子育ての終わった私が今思いますのは、子育ての期間はそんなに長いものではなかったと言う事です。
うんざり感じている方は、子供と密に接しているせいで子供のエネルギーに圧倒され、重く感じているのではないでしょうか。
私は長女を27歳で出産しました。初めての子育てに私もかなり力が入っていました。
当時、暮しの手帖社の出版だったと思いますが、「スポック博士の育児書」という結構分厚い育児の本があり、お腹が大きい時から熱心に読みました。アメリカと日本では民族的に考え方が違う事もあり、発熱ひとつとっても処置の仕方が全く違うので、取り入れられる所ばかりではありません。でも、読んでいるうちにそんなに神経質にならなくても良いな、とか子供の成長に合わせて育児のポイントを考えようと思うようになりました。あと漠然と思っていた事は、子供にあった表現する手段を何か見つけてあげたい、と言う事でした。でも、子供が乳児の時は私の体力勝負と言ったところで、少し大きくなると、歩くのが遅いとか言葉がなかなか出てこないとかの一喜一憂の毎日でした。

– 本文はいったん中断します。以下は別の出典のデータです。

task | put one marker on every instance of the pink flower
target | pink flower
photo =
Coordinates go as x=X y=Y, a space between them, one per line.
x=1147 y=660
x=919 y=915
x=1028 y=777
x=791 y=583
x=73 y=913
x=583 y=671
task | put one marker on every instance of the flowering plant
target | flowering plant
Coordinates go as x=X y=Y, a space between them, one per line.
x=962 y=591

そのような時に考えた3歳までの私の子育ては、健やかな成長だけでした。
何せ無防備な幼児ですから、危険を知りません。先に進めば落ちると言う事やこれは熱いもので火傷をするという事を知りません。ですから、危険が何であるかを教えようと思いました。又、善悪の区別を段々に教えていきました。普通に言われている例えば、人の物は取ってはいけないとかそのような事です。でも幼児には説明するだけではわかりません。ですから何かをした時に、例えば私に黙って私のお財布を持った時に「ママの大切な物だから、黙って持っていってはダメよ。」とか言うように、教えるようにしました。わからなくても、何故私が怒った顔をしているのか理由を言うようにしたのです。

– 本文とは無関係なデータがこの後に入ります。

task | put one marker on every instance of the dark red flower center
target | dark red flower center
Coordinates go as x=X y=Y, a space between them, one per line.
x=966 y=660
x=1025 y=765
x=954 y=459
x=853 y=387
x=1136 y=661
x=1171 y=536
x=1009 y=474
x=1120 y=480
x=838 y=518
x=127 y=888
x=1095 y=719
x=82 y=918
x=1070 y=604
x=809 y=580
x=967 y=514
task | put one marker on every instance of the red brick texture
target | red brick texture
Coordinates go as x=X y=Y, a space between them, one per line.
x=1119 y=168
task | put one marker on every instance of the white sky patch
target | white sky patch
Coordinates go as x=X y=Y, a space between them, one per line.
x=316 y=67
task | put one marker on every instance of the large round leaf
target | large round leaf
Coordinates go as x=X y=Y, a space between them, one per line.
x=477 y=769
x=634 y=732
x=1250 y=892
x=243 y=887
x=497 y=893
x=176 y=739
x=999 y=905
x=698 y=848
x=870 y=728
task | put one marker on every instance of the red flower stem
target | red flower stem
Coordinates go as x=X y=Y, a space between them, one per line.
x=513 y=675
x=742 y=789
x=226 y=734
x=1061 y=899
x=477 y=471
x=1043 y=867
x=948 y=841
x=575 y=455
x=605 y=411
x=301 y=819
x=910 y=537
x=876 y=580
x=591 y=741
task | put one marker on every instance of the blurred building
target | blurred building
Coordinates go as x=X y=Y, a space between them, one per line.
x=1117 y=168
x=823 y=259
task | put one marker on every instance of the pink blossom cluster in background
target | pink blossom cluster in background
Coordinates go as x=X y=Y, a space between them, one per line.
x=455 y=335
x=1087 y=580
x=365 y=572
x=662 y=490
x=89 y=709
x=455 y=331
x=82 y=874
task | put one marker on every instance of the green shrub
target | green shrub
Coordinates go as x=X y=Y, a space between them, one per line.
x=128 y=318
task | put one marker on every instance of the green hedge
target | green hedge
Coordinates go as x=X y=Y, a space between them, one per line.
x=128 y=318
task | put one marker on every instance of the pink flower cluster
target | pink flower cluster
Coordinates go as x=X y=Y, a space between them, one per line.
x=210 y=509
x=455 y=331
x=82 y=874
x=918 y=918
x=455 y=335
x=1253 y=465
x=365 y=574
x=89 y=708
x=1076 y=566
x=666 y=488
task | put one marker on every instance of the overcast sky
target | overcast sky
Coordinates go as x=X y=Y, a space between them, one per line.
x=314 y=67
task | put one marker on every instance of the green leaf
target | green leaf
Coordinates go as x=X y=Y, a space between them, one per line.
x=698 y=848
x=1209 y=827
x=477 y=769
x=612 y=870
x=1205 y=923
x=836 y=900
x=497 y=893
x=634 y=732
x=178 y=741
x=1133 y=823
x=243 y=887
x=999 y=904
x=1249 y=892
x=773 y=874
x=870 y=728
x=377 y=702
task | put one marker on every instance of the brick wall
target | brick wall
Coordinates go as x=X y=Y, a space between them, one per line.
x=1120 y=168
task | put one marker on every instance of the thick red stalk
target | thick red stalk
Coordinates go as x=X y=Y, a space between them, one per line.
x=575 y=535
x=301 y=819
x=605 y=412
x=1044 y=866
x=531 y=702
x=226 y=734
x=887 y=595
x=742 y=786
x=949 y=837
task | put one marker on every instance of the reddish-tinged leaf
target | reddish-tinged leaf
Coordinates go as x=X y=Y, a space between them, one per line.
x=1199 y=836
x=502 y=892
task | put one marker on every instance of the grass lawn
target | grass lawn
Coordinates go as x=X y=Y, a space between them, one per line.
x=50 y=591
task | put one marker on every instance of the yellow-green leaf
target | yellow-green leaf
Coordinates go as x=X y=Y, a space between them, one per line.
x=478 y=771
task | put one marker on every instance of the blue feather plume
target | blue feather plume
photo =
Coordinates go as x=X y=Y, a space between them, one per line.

そんな時、知人に「子供の舌は3歳までに作られるのよ」と言われ、私は五感の基礎だと思い、お出汁は鰹節を削るところから始めました。この削る様子が面白く映ったのか、長女はお手伝いに興味を持ちました。5、6歳になると鰹節を上手に掻けるようになっていました。今はそんな事をしなくても、茅乃舎の出汁など良いお出汁が沢山ありますね。

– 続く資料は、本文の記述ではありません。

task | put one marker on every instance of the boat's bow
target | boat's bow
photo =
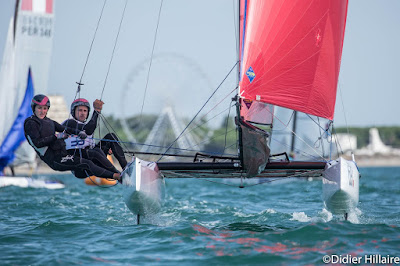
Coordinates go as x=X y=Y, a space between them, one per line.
x=144 y=187
x=341 y=186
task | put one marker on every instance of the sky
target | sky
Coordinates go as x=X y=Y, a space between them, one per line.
x=194 y=51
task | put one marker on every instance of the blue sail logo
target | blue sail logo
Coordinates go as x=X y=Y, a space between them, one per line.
x=250 y=74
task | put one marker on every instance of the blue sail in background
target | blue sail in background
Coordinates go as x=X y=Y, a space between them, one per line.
x=16 y=135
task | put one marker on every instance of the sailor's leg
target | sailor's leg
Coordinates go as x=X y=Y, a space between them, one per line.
x=75 y=163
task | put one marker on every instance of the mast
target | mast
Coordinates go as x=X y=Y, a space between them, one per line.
x=293 y=133
x=240 y=144
x=15 y=19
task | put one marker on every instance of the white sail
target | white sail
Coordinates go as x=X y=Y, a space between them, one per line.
x=29 y=45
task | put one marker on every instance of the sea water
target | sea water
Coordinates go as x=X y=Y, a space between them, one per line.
x=201 y=223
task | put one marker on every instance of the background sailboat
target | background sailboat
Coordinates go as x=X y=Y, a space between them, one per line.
x=28 y=46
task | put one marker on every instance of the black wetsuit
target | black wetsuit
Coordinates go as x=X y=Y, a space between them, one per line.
x=40 y=134
x=103 y=145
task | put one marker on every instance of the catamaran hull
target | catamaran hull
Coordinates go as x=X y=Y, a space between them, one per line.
x=340 y=185
x=145 y=187
x=30 y=182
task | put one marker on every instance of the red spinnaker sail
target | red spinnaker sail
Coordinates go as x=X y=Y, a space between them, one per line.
x=291 y=52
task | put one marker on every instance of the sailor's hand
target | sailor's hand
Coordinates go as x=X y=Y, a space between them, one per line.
x=82 y=134
x=61 y=135
x=98 y=105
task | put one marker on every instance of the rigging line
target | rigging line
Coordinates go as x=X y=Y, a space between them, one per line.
x=91 y=45
x=200 y=110
x=156 y=146
x=226 y=127
x=235 y=26
x=204 y=141
x=218 y=104
x=345 y=118
x=151 y=61
x=199 y=125
x=115 y=44
x=106 y=123
x=297 y=136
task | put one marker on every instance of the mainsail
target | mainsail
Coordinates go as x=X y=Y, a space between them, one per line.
x=28 y=46
x=291 y=52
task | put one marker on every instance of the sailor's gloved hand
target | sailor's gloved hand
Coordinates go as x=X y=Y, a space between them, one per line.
x=82 y=135
x=98 y=105
x=61 y=135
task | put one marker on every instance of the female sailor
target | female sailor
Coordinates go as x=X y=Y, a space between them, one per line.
x=40 y=131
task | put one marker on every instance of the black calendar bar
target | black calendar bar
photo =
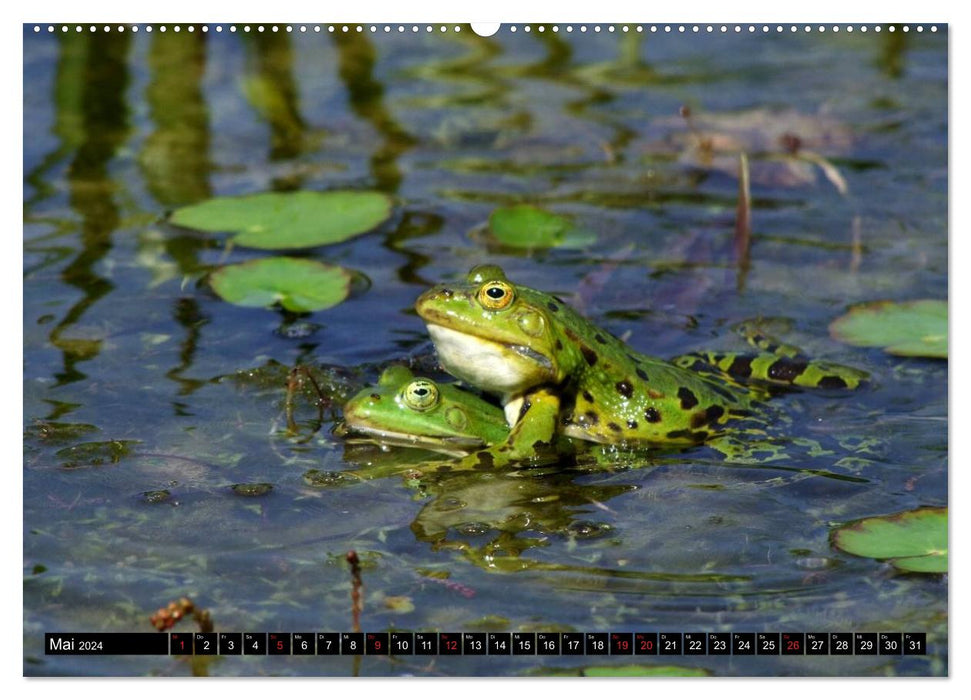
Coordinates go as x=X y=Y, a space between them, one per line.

長女が3歳になる頃、次女が生まれました。すぐに周囲の大人の視線が長女から次女に移りました。皆は競って次女をあやそうとします。私の母は長女に「もう大きいのだからママから離れなさい。」と、厳しく言います。しかしそんな時、私は次女を皆に預けて、長女を抱きました。大きいからと言う理屈は子供には通用しません。長女は突然の次女の出現に困惑しているのです。居場所を無くしたと不安なのです。
子供の心は大きい子、小さい子という物差しでは図れないのです。気付かされた瞬間でした。